It’s been a big year for miniatures at Brigham Young University.
First, the university unveiled a diorama of the campus, complete with tiny trees and itty bitty couples. Then came a LEGO bricks model of the former Brigham Young Academy inside of the BYU Store. But “Leehi,” located in the basement of the new engineering building, isn’t just small. It’s meant to teach students skills without endangering real life humans, buildings or cars.
The fictional town is named after DJ Lee, a professor of electrical and computer engineering, who constructed it with students as a way to teach them about self-driving cars.
“The main thing that we learned is the things you design and build, they work differently in the real world than you would expect from simulations,” said Harrison Garrett, a graduate student studying electrical and computer engineering at BYU. “No matter how well we planned, it took real-world testing to show why different people’s algorithms wouldn’t work.”
Leehi includes roads, a fire station, a bakery, miniature people, and in true local fashion, a Costco.
Students built the miniature town over the summer and were divided into groups to test their remote-controlled cars in the fall during the special topics course.
The students reviewed techniques professionals use in the field regarding how to make self-driving cars stay in lanes, follow traffic laws and spot and avoid obstacles.
But despite their research, the first day the cars hit the road sent the autonomous vehicles all back to driver’s ed.
“It was so much fun to watch them not do what we wanted,” Garrett said. “There were many issues all of the teams had to deal with in the beginning just because we had to learn how to use the cars.”
The team tweaked their projects as they went along.
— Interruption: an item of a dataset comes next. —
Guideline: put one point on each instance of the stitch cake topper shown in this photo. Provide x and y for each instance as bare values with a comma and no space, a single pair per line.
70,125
Many, many miniature crashes later, the cars could stay within the right hand lane, stop at stop signs, detect traffic lights and determine what color the light was showing at the time.
And yes, the students even programmed the cars to stop at the miniature Costco.
“Hopefully, after this class they know enough and they can get into a job market as a self-driving car engineer,” Lee said in the YouTube video.
Lee was out of the country at the time of publication and could not be reached.